CloudFront も Lambda も S3 もほぼ無料なのでほぼ無料で運用できている。データが増えてきたときに restore 時間がどう延びていくかはここから眺めていこうかな。まぁいい構成じゃないかしら。
その他
Litestream v0.5.0
ついこのあいだ (2025-10-02) v0.5.0 が出て、v0.3 系から migrate する必要がありました。
litestream gem
litestream gem については特に使っていません。起動は Docker の entrypoint で管理していて苦労していないし、プロセスの親子関係としては Litestream が親の方がデータが正しくなりそうだし、これでいいかなーと思って。
非同期処理
ActiveJob は今のところ使ってないんだけど、使うとしたら solid queue の puma plugin でやるんだと思う。
バックアップ
まだ数日しか経ってないのでちゃんと見てないけど、S3 に snapshot が残っていそうなので、これで運用できるんじゃない……か?
redirect_to
CloudFront の裏に FunctionUrl で Lambda を置いていると、Host ヘッダが FunctionUrl のものになる。 redirect 時に CloudFront のドメインじゃなく FunctionUrl のドメインに飛んでしまって困った。

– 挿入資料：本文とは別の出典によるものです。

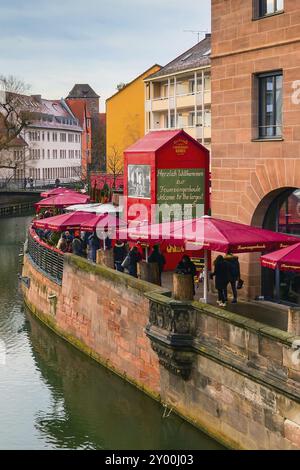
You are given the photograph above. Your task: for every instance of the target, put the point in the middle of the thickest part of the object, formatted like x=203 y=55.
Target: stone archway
x=262 y=218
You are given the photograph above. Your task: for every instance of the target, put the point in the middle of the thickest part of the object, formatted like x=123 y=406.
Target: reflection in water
x=52 y=396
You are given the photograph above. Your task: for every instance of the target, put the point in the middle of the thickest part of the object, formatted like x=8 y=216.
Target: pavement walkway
x=267 y=313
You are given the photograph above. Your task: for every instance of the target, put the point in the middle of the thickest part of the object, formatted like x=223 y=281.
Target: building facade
x=83 y=92
x=53 y=142
x=256 y=126
x=179 y=95
x=125 y=119
x=79 y=109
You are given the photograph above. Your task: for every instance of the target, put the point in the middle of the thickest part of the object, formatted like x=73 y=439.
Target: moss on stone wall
x=111 y=275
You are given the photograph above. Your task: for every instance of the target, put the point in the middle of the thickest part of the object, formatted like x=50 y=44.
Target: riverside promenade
x=234 y=377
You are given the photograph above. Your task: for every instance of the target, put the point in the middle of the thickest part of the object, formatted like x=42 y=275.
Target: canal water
x=53 y=397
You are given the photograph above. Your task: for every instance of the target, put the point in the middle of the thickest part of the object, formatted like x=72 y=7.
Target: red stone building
x=80 y=110
x=256 y=124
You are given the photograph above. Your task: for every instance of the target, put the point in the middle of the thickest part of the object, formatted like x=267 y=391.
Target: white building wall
x=48 y=159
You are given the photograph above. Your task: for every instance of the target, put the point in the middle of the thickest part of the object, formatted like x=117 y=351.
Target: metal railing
x=19 y=184
x=48 y=259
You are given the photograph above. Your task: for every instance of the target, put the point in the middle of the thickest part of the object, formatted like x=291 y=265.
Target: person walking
x=234 y=274
x=62 y=243
x=187 y=267
x=221 y=274
x=77 y=245
x=93 y=246
x=134 y=257
x=157 y=257
x=120 y=253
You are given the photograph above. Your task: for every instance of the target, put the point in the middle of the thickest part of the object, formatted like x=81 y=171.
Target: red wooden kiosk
x=165 y=167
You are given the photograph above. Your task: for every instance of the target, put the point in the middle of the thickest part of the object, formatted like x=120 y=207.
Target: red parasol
x=56 y=191
x=101 y=222
x=63 y=200
x=61 y=223
x=213 y=235
x=287 y=259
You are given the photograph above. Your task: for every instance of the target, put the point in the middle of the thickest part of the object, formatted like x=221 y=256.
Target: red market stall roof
x=61 y=223
x=287 y=259
x=56 y=191
x=101 y=222
x=213 y=235
x=63 y=200
x=153 y=141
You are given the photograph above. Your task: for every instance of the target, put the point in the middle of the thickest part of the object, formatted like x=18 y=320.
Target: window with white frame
x=264 y=8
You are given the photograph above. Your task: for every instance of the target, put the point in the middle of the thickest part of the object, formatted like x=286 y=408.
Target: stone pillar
x=183 y=287
x=149 y=272
x=106 y=258
x=294 y=321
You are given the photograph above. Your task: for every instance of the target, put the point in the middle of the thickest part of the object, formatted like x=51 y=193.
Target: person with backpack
x=234 y=275
x=120 y=253
x=131 y=261
x=221 y=275
x=157 y=257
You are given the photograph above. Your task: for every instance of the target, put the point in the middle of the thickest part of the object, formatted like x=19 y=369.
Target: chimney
x=38 y=98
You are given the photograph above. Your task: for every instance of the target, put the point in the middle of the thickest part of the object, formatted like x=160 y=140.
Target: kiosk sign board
x=184 y=188
x=139 y=181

config.action_controller.default_url_options に host を設定して、redirect_to foo_path じゃなく foo_url を使うようにして処理した。
ここで Rails 8.1 (最近出ましたね!) にちょうどいい機能が入っているので、有効に使うと良いんじゃないかな。
感想
データストアを意識する必要がない、アプリケーションの Task だけ考えれば良いって環境、異常に気楽ですごい。これからは Solid シリーズが流行るだろう。
kinoppyd のトーク をぜひ聞いてみたい。